Review of Extramarital

Extramarital (1998)
3/10
Making this thing had to cause Traci Lords to rethink her career choices
26 October 2010
Warning: Spoilers
Traci Lords began her career in the movies as an underage porn star. I'm pretty sure she considered going back into that business while making this film, because nothing in the world of XXX could be more embarrassing or degrading than watching her stink her way through this turkey. Seriously, even doing porn with midgets and donkeys would be more ennobling than starring in Extramarital.

Elizabeth Barton (Traci Lords) is a woman who's left her career in corporate America to try and become a journalist, much to the chagrin of her husband Eric (Jack Kerrigan).
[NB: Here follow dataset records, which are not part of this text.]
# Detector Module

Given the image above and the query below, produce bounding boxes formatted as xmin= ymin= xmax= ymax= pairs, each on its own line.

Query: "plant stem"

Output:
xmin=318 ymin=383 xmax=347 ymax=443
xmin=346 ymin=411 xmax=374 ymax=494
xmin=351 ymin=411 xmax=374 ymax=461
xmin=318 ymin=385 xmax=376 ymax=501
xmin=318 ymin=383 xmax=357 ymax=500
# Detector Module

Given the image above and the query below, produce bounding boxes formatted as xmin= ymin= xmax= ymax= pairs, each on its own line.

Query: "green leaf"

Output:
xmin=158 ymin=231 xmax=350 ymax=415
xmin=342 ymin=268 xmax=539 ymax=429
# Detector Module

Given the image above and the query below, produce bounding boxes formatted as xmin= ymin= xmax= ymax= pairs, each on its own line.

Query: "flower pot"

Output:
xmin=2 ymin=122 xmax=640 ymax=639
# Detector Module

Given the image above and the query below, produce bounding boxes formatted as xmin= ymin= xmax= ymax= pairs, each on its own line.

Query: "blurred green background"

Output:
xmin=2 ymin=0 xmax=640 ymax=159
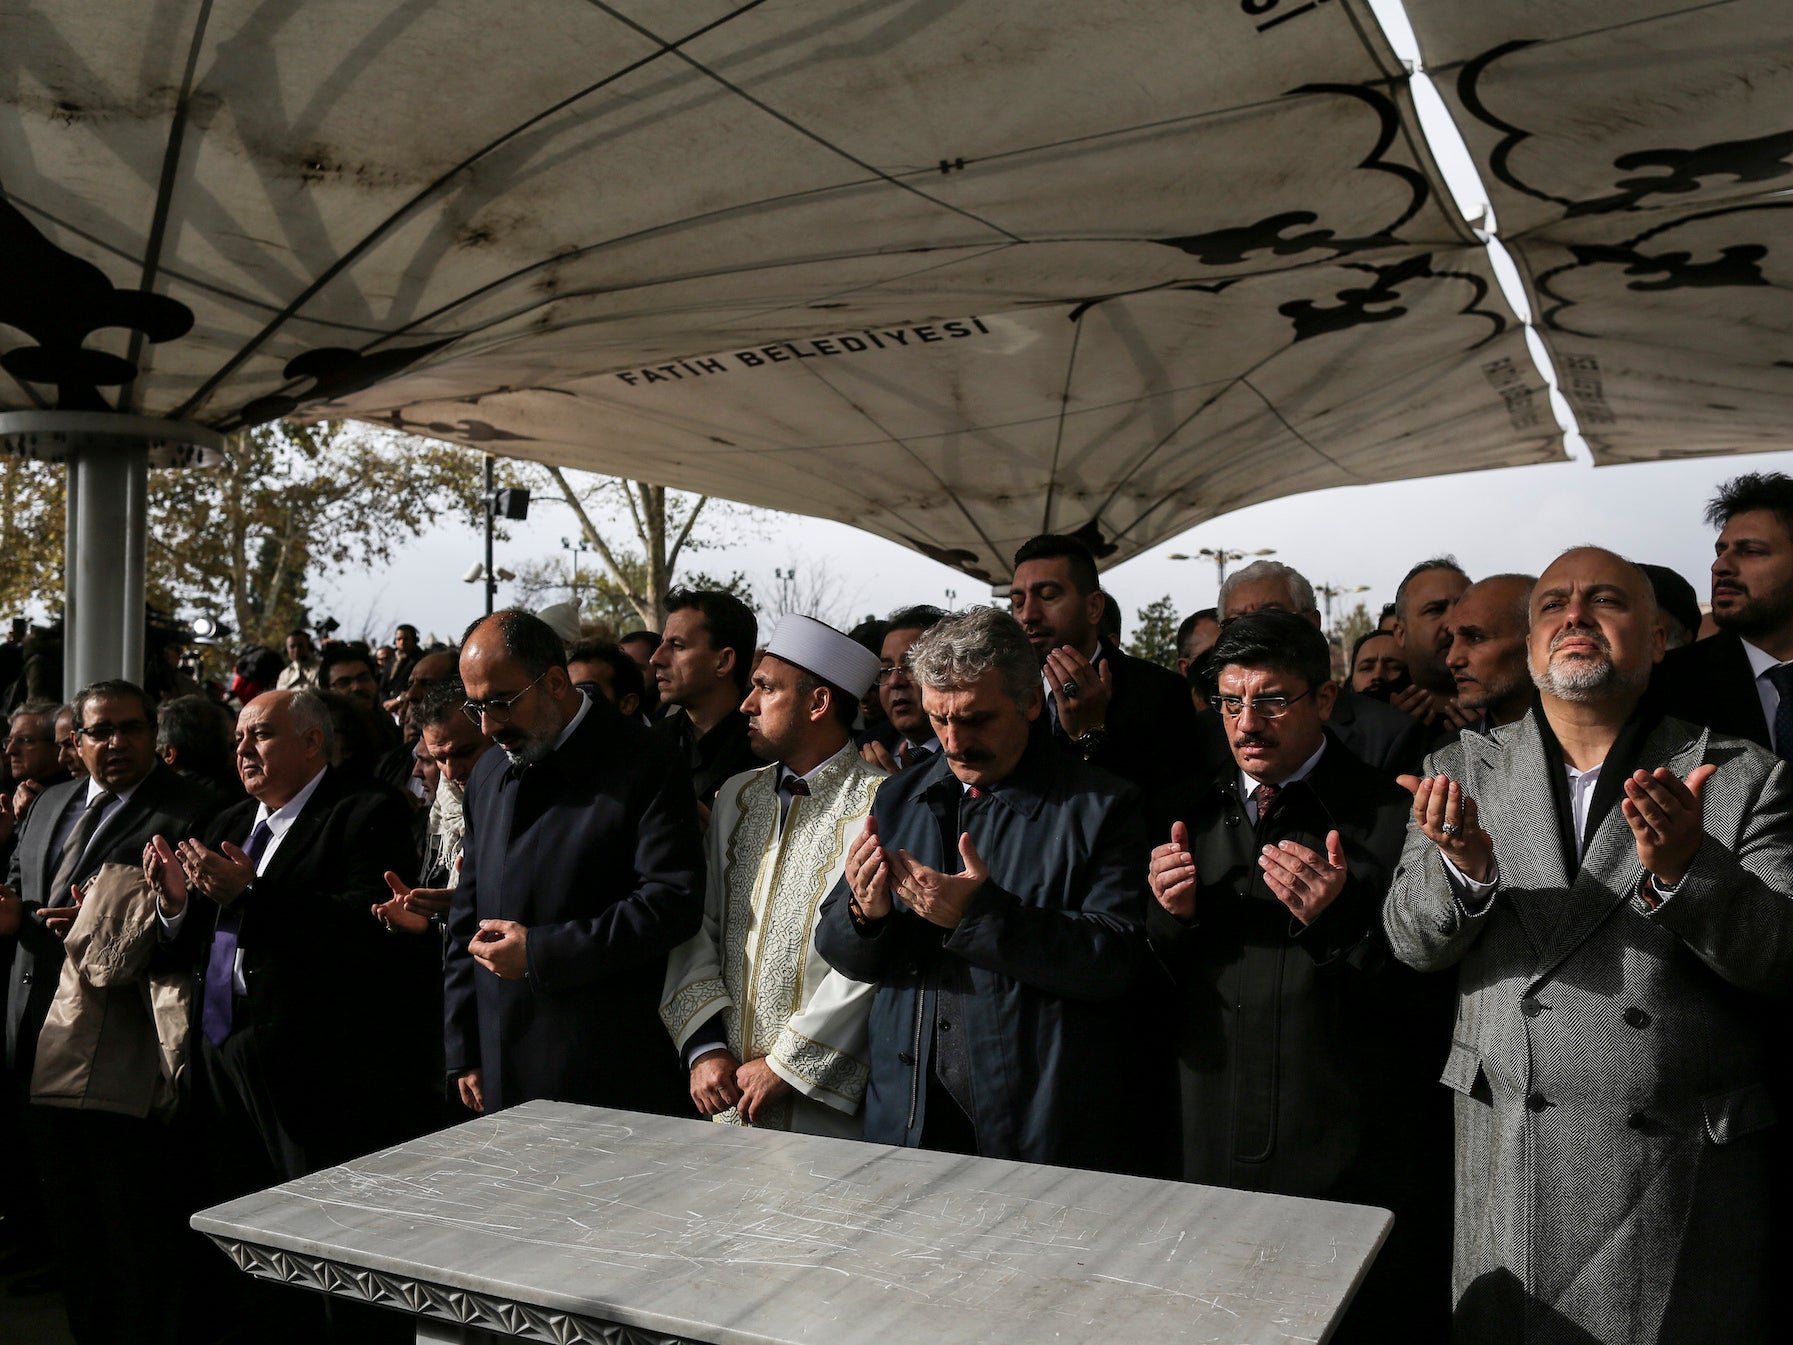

He thinks she's just wasting her time while he has to pay all the bills. Elizabeth is working an internship at WE@R magazine, where her lordly editor Griffin (Jeff Fahey) is like a slicked back, heterosexual version of Tennessee Williams. The upcoming issue of the magazine is all about sex and Elizabeth is inspired to do a story about a woman she recently met on a plane trip that is having an affair. Anne (Maria Diaz) is perfectly happy to tell Elizabeth all about her adulterous liaisons with her lover Bob (Brian Bloom). But when Anne disappears, Elizabeth investigates and uncovers some shocking revelations. Well, the guy who wrote this crap thought they were shocking revelations. They're actually painfully obvious plot twists, stuff that doesn't really make any sense and exposition so clunky a character practically stares directly into the camera and slowly reads off a list of story details to the audience.

It's hard to know where to begin with this movie. The script is awful. It's a story about journalism and sex apparently written by a virgin who doesn't know what a journalist does or how they do it. The direction would be considered below average for an industrial training video. The dialog sounds like it was transcribed from an extended improv session by a troupe of deaf-mutes. The acting is massively uneven. Jeff Fahey is giving a rather stupid and silly performance, but he does it quite well. Brian Bloom as Bob and Natalie Karp as Lori, a friend of Elizabeth's the script manufactures to serve the Almighty Plot Hammer, are basically competent. Jack Kerrigan is terrible, however. He sports a shaggy pompadour hairdo that's a more talented thespian than he is. Maria Diaz is as stiff as a man whose Viagra-powered erection has lasted longer than 4 hours. And Traci Lords is…good grief. She's like robot whose emotion chip is malfunctioning. She randomly slides from one expression to another, never finding the appropriate one for the moment. When she and Fahey are on screen together, it's like a scene from a David Mamet play featuring a man and a very smart chimp.

This allegedly erotic thriller is about 90 minutes long and has two sex scenes in it. In one, Diaz gets naked but you only see her nudity from the side or at an angle, as though director Yael Russcol was afraid to look directly at her because he'd be turned to stone. In the other, Lords is nude yet her nipples remain covered at all times. So unlike other low-rent garbage that gets run in the middle of the night on Cinemax, Extramarital doesn't even offer up a satisfying amount of skin. Oh, and in Diaz' sex scene, the guy she's with is wearing what looks like a spare Michael Myers mask from Halloween 4. That pretty much kills off any prurient interest you might have.

Extramarital's only value as a movie is as an object of mockery.